Results: We first examined the effects of family and neighborhood disadvantage on the salience of school-focused possible identities, and found a significant main effect of neighborhood disadvantage (NDI â=0.26, SE=0.09, p<.01). Youth living in neighborhoods with greater economic disadvantage were more likely to have school-focused possible identities. Next, we examined the effects of socioeconomic deprivation on the number of strategies youth generated, controlling for the salience of school-focused possible identities. Higher family SES children had more school-focused strategies (â=0.16, SE=0.06, p< .01). Boys were less likely to generate strategies than girls (â=-0.24, SE=0.11, p<.05) and there was a significant neighborhood deprivation by gender interaction (â=-0.21, SE=0.10, p=.05), such that boys living in more economically disadvantaged neighborhoods had fewer strategies.

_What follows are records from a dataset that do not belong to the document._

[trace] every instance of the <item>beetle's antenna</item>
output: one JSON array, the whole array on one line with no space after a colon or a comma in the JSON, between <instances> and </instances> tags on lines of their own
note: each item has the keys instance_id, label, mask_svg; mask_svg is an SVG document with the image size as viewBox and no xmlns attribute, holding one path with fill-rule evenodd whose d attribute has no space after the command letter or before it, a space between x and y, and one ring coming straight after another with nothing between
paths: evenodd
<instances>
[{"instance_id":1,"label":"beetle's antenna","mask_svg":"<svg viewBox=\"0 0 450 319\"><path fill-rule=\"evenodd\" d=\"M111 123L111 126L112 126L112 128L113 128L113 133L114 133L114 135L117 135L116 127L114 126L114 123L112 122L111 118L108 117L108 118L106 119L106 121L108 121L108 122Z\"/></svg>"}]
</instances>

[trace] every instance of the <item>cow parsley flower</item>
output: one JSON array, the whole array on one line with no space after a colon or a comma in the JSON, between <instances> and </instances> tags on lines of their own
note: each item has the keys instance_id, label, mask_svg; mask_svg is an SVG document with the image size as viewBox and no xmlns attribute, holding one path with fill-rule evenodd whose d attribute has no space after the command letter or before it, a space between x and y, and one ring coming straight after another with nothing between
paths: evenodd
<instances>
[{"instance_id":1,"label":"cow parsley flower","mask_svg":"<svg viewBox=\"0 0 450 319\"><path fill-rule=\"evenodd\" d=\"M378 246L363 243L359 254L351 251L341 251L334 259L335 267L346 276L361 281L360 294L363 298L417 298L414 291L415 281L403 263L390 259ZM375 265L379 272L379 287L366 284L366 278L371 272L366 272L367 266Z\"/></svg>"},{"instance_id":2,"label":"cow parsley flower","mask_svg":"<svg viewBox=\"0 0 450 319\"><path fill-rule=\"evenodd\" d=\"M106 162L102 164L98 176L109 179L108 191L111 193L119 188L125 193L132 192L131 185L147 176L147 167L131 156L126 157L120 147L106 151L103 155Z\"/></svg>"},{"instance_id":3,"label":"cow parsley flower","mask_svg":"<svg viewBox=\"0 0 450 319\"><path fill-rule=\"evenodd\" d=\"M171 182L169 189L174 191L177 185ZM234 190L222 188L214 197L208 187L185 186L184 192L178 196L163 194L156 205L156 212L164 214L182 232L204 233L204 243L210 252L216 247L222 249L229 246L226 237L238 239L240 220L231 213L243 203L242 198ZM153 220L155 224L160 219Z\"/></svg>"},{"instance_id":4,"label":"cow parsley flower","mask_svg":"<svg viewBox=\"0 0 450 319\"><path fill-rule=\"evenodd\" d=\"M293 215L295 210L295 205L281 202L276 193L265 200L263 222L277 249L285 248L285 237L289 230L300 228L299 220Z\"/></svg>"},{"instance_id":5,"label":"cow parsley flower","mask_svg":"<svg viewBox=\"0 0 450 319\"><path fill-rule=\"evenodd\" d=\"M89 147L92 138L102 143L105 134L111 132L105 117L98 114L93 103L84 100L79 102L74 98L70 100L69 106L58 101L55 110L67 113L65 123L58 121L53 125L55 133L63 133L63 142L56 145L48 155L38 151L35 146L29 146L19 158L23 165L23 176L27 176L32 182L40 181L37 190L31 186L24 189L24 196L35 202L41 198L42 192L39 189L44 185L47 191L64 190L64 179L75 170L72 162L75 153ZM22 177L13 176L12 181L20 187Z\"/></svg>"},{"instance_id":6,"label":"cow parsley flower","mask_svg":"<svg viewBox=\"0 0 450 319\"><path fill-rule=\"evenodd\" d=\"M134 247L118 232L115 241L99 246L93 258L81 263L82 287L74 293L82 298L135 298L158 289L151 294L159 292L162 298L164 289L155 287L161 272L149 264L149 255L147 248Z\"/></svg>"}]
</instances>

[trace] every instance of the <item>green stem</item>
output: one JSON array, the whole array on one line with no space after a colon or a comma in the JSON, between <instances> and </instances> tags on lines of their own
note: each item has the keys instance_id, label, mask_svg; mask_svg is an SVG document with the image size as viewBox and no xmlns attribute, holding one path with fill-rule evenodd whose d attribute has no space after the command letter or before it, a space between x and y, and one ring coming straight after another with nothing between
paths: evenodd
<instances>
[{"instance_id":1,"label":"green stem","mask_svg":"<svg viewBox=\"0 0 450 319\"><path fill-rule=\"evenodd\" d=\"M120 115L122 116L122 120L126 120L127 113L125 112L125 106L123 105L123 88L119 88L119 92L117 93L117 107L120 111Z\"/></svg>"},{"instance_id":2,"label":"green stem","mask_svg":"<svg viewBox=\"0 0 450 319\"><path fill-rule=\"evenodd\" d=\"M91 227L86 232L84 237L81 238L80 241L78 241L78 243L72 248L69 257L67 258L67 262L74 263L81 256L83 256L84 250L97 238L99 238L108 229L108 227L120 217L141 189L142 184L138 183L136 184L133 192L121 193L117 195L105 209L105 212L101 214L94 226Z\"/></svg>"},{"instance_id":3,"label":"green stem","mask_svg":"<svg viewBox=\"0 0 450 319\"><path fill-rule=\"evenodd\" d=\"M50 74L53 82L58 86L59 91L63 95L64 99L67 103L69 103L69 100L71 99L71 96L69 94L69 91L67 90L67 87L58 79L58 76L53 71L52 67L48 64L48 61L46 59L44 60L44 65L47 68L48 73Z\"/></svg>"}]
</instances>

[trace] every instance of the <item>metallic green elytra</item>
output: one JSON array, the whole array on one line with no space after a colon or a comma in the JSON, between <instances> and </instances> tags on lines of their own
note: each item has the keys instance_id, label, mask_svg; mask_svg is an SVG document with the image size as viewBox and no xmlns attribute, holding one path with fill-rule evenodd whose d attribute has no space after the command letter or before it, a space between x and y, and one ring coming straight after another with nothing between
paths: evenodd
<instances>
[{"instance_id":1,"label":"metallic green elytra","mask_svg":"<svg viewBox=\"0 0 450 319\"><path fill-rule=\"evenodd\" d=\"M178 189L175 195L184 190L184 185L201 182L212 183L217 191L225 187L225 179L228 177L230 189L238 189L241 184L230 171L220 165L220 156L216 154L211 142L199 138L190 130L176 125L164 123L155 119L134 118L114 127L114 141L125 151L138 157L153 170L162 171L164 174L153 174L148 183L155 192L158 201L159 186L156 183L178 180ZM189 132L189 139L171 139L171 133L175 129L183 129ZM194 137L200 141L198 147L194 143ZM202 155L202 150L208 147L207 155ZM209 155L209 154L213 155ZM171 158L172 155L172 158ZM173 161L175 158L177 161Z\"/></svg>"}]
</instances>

Conclusions and Implications: We found that children in more disadvantaged neighborhoods were more likely to have school-focused possible identities, implying that educational attainment was at least as salient for these children as for others in the sample. However, we also found that both family and (for boys) neighborhood socioeconomic deprivation predicted having fewer strategies, implying that low SES undermines children's ability to clearly see the path toward their school-focused aspirations. In light of prior work showing that low-income children with school-focused possible identities paired with strategies perform better in school (for a review, Oyserman & Fryberg, 2006), these results contribute to explaining the aspiration-attainment gap among low-income children (Mello, 2009). Our findings counter a common assumption that low-income students require help in raising their expectations and rather suggest that they would be better served by interventions focused on generating concrete behavioral strategies.